Tettnanger Hopfen

Region: Schwaben

In Tettnang wird überwiegend hochfeiner Aromahopfen angebaut, der bei der Herstellung von Bierspezialitäten global höchste Anerkennung genießt.

Auf ca. 1300 Hektar Anbaugebiet werden etwa 2500 t jährlich geerntet (Quelle: LEL und LfL, Agrarmärkte 2023, S. 388)

Botanik

stumme Karte, Schwaben markiert

Botanisch gehört der Hopfen (humulus lupulus) zur Ordnung der Nesselgewächse (urticales) und zur Familie der Hanfgewächse (cannabaceae). Der Hopfen ist zweihäusig, d.h. auf einer Pflanze bilden sich entweder nur weibliche oder männliche Blütenstände. Angebaut wird nur „weiblicher Hopfen“, aus dessen Blüten sich die Dolden entwickeln.

Der Tettnanger Hopfen erreicht aufgrund begünstigter Standortfaktoren (Boden, Niederschlagsmengen und Durchschnittstemperaturen) entgegen anderen Anbaugebieten eine Wuchshöhe von bis zu 8,30 m (Gerüstanlagen in den anderen Anbaugebieten sind in der Regel 7 bis 7,50 m hoch). Er ist schnellwachsend (bis zu 30 cm pro Tag) und rechtswindend.

Als „Tettnanger Hopfen“ werden Aromasorten aus dem Anbaugebiet Tettnang definiert.
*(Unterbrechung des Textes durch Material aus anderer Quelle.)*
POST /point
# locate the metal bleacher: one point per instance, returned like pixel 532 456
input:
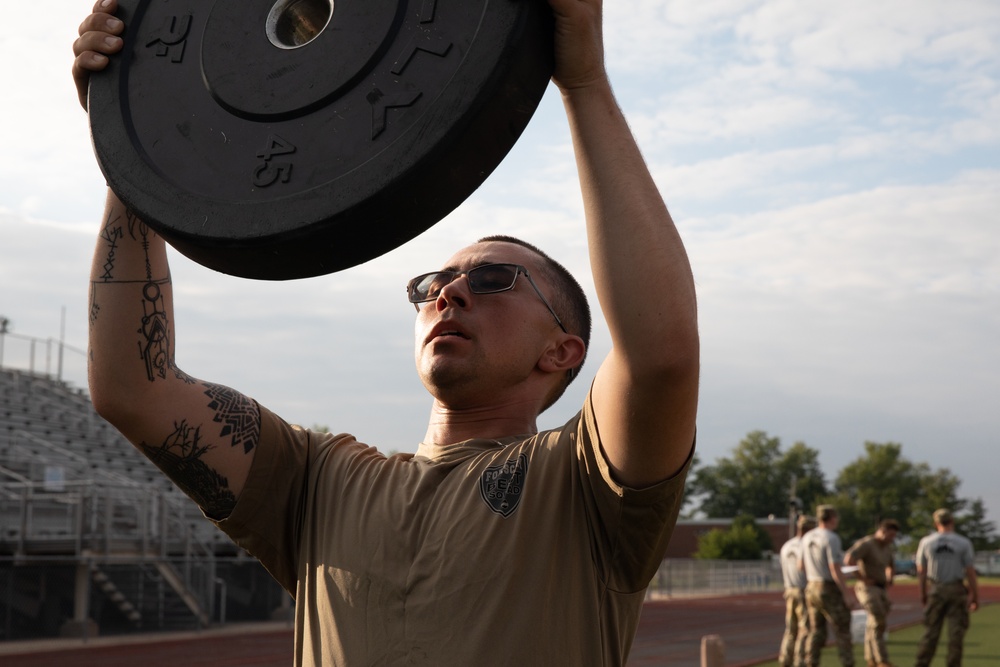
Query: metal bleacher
pixel 74 494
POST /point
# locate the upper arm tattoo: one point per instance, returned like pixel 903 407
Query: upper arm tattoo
pixel 239 415
pixel 180 457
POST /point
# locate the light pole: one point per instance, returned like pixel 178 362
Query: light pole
pixel 4 328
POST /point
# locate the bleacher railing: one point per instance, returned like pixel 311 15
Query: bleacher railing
pixel 50 357
pixel 681 577
pixel 84 521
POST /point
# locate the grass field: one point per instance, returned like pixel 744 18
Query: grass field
pixel 982 644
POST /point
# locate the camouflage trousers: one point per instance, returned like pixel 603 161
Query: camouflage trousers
pixel 825 602
pixel 946 601
pixel 793 643
pixel 875 600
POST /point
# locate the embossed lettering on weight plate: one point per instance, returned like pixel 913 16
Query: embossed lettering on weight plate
pixel 271 171
pixel 171 40
pixel 427 41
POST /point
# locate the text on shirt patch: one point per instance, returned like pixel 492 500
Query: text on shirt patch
pixel 501 485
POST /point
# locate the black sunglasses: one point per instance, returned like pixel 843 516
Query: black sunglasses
pixel 485 279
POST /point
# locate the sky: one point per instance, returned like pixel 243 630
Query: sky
pixel 833 168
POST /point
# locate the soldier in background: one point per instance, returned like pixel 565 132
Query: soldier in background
pixel 793 643
pixel 874 556
pixel 826 590
pixel 945 558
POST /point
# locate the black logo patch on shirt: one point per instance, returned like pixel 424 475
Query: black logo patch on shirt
pixel 501 485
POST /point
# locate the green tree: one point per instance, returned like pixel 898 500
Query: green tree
pixel 974 525
pixel 757 479
pixel 884 484
pixel 743 540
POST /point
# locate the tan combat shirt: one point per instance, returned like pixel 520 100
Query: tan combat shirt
pixel 518 552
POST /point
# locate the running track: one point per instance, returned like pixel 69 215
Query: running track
pixel 670 633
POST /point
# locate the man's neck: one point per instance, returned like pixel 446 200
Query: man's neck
pixel 448 426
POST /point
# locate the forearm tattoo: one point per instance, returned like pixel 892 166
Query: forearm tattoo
pixel 180 457
pixel 154 328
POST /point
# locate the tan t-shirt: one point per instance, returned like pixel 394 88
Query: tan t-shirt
pixel 518 552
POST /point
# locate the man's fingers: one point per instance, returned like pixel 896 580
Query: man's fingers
pixel 101 22
pixel 97 42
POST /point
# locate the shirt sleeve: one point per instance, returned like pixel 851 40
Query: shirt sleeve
pixel 632 527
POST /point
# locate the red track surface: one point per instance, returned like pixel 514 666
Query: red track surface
pixel 670 632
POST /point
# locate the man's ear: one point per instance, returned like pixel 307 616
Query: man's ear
pixel 563 354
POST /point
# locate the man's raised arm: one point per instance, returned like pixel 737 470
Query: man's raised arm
pixel 202 435
pixel 646 391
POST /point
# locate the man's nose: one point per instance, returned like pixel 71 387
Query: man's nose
pixel 456 293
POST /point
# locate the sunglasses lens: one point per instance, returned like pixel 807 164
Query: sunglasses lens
pixel 427 287
pixel 492 278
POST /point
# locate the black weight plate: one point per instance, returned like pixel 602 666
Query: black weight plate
pixel 276 163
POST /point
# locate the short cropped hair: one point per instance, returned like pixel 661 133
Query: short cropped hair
pixel 826 512
pixel 889 524
pixel 569 302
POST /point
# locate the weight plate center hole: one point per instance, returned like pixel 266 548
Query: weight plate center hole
pixel 292 24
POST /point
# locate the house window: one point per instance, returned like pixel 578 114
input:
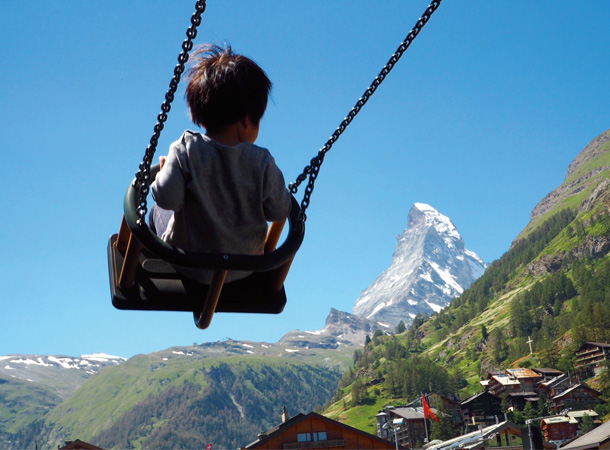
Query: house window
pixel 315 437
pixel 304 437
pixel 319 436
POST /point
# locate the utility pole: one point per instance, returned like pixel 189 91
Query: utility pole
pixel 529 341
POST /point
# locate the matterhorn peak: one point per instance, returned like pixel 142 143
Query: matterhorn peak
pixel 430 267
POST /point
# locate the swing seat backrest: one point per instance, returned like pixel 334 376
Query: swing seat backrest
pixel 154 284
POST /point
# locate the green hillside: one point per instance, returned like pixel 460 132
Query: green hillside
pixel 183 400
pixel 553 285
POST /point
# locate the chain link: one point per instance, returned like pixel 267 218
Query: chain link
pixel 142 181
pixel 312 170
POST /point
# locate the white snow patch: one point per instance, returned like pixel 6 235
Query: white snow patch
pixel 102 357
pixel 436 308
pixel 63 362
pixel 426 277
pixel 316 333
pixel 379 307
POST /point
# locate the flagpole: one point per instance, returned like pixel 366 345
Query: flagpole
pixel 425 419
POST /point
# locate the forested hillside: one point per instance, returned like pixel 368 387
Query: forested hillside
pixel 552 286
pixel 167 400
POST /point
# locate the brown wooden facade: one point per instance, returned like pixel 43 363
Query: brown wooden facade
pixel 591 356
pixel 314 431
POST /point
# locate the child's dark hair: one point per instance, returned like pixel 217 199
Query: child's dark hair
pixel 224 88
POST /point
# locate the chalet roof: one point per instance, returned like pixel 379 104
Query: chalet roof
pixel 522 373
pixel 529 396
pixel 559 419
pixel 77 444
pixel 555 381
pixel 548 372
pixel 592 439
pixel 596 344
pixel 476 439
pixel 505 380
pixel 582 413
pixel 411 413
pixel 480 394
pixel 278 430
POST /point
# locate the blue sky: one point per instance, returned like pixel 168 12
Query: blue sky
pixel 480 119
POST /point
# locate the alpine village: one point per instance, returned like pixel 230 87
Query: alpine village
pixel 519 360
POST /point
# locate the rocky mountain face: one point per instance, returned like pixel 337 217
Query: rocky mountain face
pixel 342 330
pixel 430 267
pixel 64 374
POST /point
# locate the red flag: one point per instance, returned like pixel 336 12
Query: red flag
pixel 428 414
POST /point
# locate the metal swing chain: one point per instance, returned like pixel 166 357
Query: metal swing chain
pixel 142 181
pixel 313 168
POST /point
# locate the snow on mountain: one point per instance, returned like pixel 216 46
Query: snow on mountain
pixel 64 373
pixel 430 267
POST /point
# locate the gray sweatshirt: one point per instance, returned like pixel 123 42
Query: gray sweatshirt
pixel 222 198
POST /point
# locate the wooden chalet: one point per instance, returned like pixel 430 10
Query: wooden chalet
pixel 577 397
pixel 547 373
pixel 484 408
pixel 405 424
pixel 528 378
pixel 555 386
pixel 596 439
pixel 518 400
pixel 503 384
pixel 504 435
pixel 448 404
pixel 559 428
pixel 314 431
pixel 590 357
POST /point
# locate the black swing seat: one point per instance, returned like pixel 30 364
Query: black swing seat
pixel 158 286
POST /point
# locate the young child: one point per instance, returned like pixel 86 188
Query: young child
pixel 220 188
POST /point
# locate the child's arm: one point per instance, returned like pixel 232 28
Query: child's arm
pixel 276 201
pixel 169 187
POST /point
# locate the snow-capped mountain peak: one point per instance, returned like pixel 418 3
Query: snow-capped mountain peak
pixel 429 267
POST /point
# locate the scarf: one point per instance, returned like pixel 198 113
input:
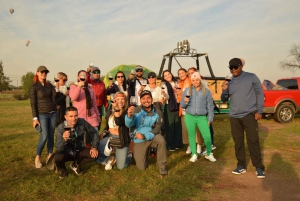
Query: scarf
pixel 173 105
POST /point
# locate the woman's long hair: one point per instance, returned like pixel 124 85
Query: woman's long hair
pixel 124 81
pixel 163 79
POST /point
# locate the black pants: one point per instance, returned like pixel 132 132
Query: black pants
pixel 82 157
pixel 250 126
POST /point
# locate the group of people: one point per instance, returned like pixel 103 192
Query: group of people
pixel 141 115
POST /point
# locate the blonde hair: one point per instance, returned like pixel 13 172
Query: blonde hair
pixel 61 75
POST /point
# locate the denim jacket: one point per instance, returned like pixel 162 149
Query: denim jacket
pixel 199 103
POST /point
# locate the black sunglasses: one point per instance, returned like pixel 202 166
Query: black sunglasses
pixel 233 67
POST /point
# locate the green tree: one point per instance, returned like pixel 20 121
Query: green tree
pixel 4 81
pixel 294 63
pixel 27 81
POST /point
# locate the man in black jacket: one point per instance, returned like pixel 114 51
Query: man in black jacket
pixel 70 143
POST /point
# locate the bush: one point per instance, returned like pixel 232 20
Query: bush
pixel 21 96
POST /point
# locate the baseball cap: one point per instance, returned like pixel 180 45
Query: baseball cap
pixel 145 92
pixel 42 68
pixel 235 62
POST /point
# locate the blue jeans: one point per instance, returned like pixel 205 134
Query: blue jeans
pixel 47 122
pixel 121 154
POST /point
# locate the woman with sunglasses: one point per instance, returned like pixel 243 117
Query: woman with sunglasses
pixel 171 113
pixel 62 101
pixel 185 82
pixel 158 95
pixel 119 85
pixel 115 124
pixel 198 104
pixel 84 100
pixel 44 114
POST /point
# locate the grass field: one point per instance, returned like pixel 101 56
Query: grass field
pixel 203 180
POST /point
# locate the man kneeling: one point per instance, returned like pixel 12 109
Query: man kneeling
pixel 147 123
pixel 70 143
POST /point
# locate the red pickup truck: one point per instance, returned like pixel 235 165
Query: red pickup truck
pixel 283 103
Tettnanger Hopfen dient fast ausschließlich der Bierproduktion und geht überwiegend in der verarbeiteten Form von Hopfenpellets und zum geringeren Teil in der Form von Hopfenextrakt zum Kunden, da bei der Extraktion wertvolle Aromastoffe des Tettnanger Hopfens verloren gehen können. Die wertgebenden Inhaltsstoffe des Hopfens sind Bitterstoffe (Hopfenharze), Aromastoffe (Ätherische Öle) und Gerbstoffe (Polyphenole).

Geografisches Gebiet

Der kleinere Teil des Anbaugebiets Tettnang liegt in Bayern, genauer im Landkreis Lindau (Bodensee) mit den Gemeinden Bodolz, Lindau (Bodensee), Nonnenhorn und Wasserburg (Bodensee).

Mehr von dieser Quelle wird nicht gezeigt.